Master of Arts (M.A.)

Degree Granting Department

History

Major Professor

Kees Boterbloem, Ph.D.

Committee Member

Golfo Alexopoulos, Ph.D.

Committee Member

Victor Peppard, Ph.D.

Keywords

Authoritarianism, Enlightenment, Masonry, Mysticism, Social Media

Abstract

This thesis seeks to explore Russian Freemasonry in both the reign of Peter I and in theRussian Federation following the collapse of the Soviet Union, two periods where the relevant scholarship has largely fallen silent. The first chapter argues that early Masonic influences were both present at the court of Peter I and accepted by the Tsar.

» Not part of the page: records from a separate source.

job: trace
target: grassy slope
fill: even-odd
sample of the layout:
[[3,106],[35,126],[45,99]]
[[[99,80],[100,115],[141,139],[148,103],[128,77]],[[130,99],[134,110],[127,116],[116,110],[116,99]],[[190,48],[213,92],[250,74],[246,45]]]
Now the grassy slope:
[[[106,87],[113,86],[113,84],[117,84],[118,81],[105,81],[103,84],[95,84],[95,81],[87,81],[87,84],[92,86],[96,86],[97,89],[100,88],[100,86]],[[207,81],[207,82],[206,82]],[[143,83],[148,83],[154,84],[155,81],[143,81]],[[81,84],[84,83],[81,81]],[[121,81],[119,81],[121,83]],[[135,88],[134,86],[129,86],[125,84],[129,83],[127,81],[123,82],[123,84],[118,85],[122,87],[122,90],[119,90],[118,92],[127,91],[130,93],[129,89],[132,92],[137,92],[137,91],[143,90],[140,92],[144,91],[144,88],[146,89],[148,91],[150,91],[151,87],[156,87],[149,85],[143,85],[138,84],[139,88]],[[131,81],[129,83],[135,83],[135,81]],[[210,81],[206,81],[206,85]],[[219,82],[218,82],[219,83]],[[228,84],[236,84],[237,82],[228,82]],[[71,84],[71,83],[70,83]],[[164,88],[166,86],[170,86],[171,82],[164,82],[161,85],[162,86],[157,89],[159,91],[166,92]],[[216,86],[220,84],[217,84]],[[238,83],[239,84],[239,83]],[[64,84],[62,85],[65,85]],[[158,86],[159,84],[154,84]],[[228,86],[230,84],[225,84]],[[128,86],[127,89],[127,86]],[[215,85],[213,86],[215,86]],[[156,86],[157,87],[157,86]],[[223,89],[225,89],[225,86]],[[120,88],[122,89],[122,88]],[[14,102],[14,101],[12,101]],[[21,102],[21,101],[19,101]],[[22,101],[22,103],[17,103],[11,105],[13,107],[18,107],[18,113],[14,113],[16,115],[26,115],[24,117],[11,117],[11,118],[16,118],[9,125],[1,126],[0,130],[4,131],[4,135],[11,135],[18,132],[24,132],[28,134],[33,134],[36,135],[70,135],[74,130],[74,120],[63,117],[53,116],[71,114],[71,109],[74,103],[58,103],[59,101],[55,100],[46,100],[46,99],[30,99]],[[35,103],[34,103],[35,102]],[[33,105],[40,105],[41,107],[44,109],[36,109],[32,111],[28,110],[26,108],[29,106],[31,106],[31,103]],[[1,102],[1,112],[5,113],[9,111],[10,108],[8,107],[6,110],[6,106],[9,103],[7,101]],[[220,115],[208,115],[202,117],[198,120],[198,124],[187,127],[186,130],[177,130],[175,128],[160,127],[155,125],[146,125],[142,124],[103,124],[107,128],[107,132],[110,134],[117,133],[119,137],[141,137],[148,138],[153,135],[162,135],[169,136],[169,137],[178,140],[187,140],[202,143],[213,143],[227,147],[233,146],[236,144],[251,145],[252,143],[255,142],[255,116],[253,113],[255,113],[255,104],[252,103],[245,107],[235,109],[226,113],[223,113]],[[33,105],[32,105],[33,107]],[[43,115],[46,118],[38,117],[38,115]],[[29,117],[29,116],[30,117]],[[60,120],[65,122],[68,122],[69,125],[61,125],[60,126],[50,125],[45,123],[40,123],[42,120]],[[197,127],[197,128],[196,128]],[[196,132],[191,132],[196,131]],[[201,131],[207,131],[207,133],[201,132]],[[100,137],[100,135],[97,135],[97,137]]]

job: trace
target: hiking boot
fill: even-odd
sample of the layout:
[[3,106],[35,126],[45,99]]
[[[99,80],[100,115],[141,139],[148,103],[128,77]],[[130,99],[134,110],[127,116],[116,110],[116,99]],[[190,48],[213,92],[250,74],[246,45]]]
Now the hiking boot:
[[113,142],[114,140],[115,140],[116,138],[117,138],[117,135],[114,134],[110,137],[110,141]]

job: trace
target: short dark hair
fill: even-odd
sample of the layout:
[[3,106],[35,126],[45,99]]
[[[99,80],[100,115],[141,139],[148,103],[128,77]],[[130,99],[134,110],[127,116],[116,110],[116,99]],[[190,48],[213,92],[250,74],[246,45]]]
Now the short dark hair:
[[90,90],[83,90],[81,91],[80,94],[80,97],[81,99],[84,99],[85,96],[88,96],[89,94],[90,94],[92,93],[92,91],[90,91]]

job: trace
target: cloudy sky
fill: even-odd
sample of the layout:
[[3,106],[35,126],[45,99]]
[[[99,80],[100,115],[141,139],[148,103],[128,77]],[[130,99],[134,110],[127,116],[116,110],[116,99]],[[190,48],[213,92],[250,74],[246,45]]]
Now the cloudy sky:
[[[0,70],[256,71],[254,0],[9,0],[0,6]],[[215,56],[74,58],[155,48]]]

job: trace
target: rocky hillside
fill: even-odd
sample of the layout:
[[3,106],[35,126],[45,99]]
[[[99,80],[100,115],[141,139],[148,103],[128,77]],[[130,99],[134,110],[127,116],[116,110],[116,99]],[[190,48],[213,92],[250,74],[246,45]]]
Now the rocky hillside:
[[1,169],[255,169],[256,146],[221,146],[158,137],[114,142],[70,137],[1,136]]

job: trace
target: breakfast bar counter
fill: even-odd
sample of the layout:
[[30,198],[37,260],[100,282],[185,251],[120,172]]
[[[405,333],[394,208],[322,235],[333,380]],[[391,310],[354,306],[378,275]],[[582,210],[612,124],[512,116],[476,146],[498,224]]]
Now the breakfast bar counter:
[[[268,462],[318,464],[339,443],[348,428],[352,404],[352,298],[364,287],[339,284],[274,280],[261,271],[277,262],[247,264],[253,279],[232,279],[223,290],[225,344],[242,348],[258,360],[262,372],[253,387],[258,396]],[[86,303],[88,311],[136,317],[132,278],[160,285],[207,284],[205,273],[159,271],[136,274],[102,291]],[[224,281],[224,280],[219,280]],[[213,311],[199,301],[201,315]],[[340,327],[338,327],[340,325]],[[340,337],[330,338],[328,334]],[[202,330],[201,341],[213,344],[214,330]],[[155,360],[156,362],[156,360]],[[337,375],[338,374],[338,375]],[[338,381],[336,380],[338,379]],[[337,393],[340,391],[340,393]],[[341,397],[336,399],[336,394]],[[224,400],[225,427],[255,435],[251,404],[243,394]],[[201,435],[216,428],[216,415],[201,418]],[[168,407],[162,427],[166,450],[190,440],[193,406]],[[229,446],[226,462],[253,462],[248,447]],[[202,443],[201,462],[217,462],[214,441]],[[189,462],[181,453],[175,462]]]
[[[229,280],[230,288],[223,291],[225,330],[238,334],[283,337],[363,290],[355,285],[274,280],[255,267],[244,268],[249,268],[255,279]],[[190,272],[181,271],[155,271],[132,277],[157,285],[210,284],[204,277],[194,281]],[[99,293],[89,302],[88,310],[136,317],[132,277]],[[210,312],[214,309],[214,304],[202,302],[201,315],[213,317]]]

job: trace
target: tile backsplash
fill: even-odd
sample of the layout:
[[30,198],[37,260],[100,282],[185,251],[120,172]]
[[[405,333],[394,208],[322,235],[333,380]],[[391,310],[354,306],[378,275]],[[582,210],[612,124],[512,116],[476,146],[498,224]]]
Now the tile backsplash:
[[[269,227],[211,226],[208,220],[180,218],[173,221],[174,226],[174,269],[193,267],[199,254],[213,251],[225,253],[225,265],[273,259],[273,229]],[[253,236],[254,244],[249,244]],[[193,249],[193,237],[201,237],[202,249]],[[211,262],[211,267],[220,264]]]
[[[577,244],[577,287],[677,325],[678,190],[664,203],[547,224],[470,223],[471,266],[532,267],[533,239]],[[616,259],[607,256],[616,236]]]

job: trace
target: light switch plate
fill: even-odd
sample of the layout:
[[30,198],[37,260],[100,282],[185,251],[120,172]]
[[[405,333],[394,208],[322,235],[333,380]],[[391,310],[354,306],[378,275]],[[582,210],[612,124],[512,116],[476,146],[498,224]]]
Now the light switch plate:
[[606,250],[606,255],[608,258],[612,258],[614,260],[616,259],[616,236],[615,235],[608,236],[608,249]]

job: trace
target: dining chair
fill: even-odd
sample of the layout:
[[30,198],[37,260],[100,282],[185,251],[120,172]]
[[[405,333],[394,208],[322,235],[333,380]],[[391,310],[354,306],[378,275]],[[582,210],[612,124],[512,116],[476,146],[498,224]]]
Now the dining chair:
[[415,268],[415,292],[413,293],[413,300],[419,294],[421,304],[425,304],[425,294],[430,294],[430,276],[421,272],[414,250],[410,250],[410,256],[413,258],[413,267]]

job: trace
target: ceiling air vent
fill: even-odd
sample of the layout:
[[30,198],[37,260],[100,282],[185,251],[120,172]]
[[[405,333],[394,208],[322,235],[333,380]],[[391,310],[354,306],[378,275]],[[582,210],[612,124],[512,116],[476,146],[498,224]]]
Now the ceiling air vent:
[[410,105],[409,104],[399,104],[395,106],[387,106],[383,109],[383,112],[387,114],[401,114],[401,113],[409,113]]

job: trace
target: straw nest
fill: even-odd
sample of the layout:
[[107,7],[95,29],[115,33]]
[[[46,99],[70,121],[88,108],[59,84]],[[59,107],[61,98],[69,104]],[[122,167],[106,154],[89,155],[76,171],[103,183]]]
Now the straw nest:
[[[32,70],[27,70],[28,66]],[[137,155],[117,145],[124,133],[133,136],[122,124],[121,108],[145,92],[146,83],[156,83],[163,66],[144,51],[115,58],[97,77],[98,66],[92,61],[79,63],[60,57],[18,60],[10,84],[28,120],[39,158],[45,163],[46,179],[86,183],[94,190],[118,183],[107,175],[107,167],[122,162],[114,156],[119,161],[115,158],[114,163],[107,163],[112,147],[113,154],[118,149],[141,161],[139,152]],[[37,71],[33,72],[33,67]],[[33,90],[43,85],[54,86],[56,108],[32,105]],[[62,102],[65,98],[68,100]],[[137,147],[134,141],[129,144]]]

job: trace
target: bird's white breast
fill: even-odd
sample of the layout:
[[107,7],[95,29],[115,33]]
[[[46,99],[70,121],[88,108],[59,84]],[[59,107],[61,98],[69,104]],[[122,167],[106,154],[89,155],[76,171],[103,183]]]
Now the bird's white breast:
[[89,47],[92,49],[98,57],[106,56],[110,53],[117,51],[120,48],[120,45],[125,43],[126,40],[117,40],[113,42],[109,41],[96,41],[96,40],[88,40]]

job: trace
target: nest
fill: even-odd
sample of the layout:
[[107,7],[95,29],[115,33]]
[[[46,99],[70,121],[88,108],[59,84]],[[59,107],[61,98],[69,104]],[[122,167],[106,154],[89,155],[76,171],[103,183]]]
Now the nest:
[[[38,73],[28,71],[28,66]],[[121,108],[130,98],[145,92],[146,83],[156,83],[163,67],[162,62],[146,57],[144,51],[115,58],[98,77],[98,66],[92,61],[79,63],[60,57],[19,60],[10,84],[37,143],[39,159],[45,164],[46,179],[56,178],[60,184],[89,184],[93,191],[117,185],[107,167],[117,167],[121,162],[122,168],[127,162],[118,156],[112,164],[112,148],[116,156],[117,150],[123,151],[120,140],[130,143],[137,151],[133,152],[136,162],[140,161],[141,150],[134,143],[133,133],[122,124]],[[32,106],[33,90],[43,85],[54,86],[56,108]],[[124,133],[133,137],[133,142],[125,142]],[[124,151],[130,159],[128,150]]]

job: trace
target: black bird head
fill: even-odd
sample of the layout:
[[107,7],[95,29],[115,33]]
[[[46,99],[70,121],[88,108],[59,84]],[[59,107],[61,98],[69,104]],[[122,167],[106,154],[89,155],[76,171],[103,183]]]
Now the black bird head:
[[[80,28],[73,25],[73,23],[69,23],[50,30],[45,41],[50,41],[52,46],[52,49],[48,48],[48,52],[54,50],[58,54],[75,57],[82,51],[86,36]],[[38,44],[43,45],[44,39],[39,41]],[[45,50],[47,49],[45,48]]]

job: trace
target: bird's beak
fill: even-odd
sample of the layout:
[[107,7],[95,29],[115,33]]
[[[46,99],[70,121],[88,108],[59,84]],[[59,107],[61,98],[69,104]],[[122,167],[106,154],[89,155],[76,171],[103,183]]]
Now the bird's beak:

These intellectual trends, traceable in the libraries, social connections, and writings of individual Jacobites, would reemerge in the institutional Freemasonry in the reign of Catherine II. The printing and translation activities of Novikov and Lopukhin indicate a strong interest in these mystical ideas as well as a willingness to spread them among the Russian reading public. Thus, the esoteric ideas embraced by the Jacobites of the Petrine court reemerge in the nineteenth-century writings of Anna Labzina, whose entanglement with Freemasonry represented an intellectual adoption of the fraternity’s values even when she herself was barred from membership. The second chapter utilizes the extensive social media presence of the political technologist Andrey Bogdanov, the current Grand Master of the Grand Lodge of Russia, as its primary source. Through a wide analysis of his travels, as well as a closer reading of his individual posts, it argues that Russian Freemasonry is used by Bogdanov to promote a pro-Kremlin worldview to an international audience while giving the Grand Master justification to increase his reach through global travel.